In this issue of Blood, Landspersky et al reveal an intriguing link between cytoskeletal polarity as a regulator of autophagy in mesenchymal stem and progenitor cells (MSPCs) and the hematopoietic stress response.1
Microenvironmental niches, composed of hematopoietic stem cells (HSCs) and stromal elements, are the core units of hematopoiesis. Within these niches, HSCs have evolved a range of mechanisms to cope with stress, including autophagy, as a way to sustain nutrient and metabolic pools and remove damaged organelles such as mitochondria (mitophagy).2 An intricate relationship between autophagy, stemness, and self-renewal also exists for MSPCs.3
Landspersky et al demonstrate the unexpected impact of Wnt5a-CDC42–dependent autophagy in MSPCs on HSC self-renewal. Prior work by the group revealed that loss of Wnt5a signaling in the bone marrow niche deregulates cytoskeletal polarity through activation of the small GTPase CDC42 and thereby impairs homing and repopulation by adoptively transferred HSCs.4 The investigators discovered that F-actin polymerization also directs autophagosome-lysosome fusion and mitophagy in niche cells. In the current study, they test the impact of dysregulated Wnt5a-CDC42 in niche MSPCs on endogenous HSC function at homeostasis and under stress. In a series of experiments using a mouse model with Wnt5a loss restricted to Osterix+ stromal cells, they show that 5-fluorouracil (5-FU) treatment prompts CDC42 hyperactivation and leads to several predictable outcomes: a disorganized MSPC cytoskeleton with autophagosome accumulation, high levels of reactive oxygen species (ROS), and defective mitochondrial metabolism. Most striking are the phenotypic outcomes under stress, whereby repeated 5-FU administration depresses and ultimately exhausts the HSC pool. Remarkably, pharmacologic inhibition of CDC42 using CASIN reverses most of these end points and restores hematopoietic resilience under stress. Finally, the authors were able to test a small, heterogeneous population of patient samples to reproduce some of their findings.
The study raises a series of intriguing questions. Evidently, actin dynamics and cytoskeletal scaffolds are critical factors in multiple stages of autophagy, but how do metabolic impairment and loss of stromal cell polarity ultimately deplete neighboring HSCs?

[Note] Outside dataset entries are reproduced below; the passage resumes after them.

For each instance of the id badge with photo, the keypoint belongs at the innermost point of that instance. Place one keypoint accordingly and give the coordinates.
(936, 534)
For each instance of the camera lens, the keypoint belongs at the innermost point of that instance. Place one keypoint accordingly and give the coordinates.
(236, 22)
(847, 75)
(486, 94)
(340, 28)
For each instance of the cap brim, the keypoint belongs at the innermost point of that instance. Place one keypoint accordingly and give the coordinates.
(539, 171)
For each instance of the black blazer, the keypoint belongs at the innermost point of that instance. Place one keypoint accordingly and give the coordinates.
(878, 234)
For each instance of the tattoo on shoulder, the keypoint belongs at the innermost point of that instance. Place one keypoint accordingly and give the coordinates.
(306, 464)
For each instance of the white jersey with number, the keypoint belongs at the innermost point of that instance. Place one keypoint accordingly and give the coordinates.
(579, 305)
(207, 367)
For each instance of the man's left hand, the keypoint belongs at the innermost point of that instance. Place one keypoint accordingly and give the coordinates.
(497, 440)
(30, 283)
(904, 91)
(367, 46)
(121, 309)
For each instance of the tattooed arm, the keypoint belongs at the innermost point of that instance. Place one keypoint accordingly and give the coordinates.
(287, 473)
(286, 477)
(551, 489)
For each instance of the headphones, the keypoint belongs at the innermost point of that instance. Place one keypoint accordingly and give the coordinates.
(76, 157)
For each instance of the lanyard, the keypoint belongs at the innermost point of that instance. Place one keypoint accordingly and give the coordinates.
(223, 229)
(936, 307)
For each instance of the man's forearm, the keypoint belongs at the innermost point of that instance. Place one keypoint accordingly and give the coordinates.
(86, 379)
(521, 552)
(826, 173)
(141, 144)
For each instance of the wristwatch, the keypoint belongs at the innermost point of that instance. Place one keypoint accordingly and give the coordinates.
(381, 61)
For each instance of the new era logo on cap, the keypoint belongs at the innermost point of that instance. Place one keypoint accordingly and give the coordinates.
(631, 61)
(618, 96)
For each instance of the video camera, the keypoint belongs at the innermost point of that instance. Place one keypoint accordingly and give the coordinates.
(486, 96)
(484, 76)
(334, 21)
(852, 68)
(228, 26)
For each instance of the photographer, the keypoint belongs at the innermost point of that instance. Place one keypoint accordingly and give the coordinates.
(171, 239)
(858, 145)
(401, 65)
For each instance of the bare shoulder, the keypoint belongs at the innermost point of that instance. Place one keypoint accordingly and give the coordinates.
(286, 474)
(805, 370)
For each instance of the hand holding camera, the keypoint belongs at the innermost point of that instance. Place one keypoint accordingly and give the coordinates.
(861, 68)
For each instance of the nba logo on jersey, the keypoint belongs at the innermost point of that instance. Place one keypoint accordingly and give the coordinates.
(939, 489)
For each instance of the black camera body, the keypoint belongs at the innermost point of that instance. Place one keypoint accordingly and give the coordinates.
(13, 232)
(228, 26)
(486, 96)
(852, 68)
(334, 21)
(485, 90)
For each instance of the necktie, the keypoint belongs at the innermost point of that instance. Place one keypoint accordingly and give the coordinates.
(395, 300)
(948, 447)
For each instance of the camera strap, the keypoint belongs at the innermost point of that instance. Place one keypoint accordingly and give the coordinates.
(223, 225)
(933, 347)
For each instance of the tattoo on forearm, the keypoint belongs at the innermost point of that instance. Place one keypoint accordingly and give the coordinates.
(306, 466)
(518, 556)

Collective data support the importance of contact-dependent signals in determining asymmetric/polar and symmetric/nonpolar HSC division, thus guiding cell fates of self-renewal and exhaustion (see figure). Accordingly, loss of MSPC polarity and the corresponding HSC membrane domain organization may prevent proper attachment and orientation in the niche, shifting divisional symmetry and HSC anchorage in the niche under stress.5
Several other possibilities exist that do not rely on cell-cell contact (see figure). HSC stress response is likely dependent upon supportive cytokines, chemokines, or angiocrine factors secreted by MSPCs; disruption to the MSPC secretome may spell trouble for retaining the regenerative reserve. Furthermore, existence of lysosomal exocytosis and secretory autophagy illustrates the intricate connection between degradative and secretory functions that likely play crucial roles in endogenous (ie, MSPC) cell maintenance as well as intercellular crosstalk with HSCs. Does disrupted cytoskeletal scaffolding promote the release of a toxic MSPC secretome or alternatively mediate the loss of HSC-supportive secreted factors? Such a sequence of events is supported by the canonical requirement of actin cytoskeleton in compartmental (autophagic and endolysosomal) recycling and extracellular release of metabolites.6 It is conceivable that disruption of normal secretory autophagy in MSPCs alters extrinsic stimuli delivered to HSCs in the niche.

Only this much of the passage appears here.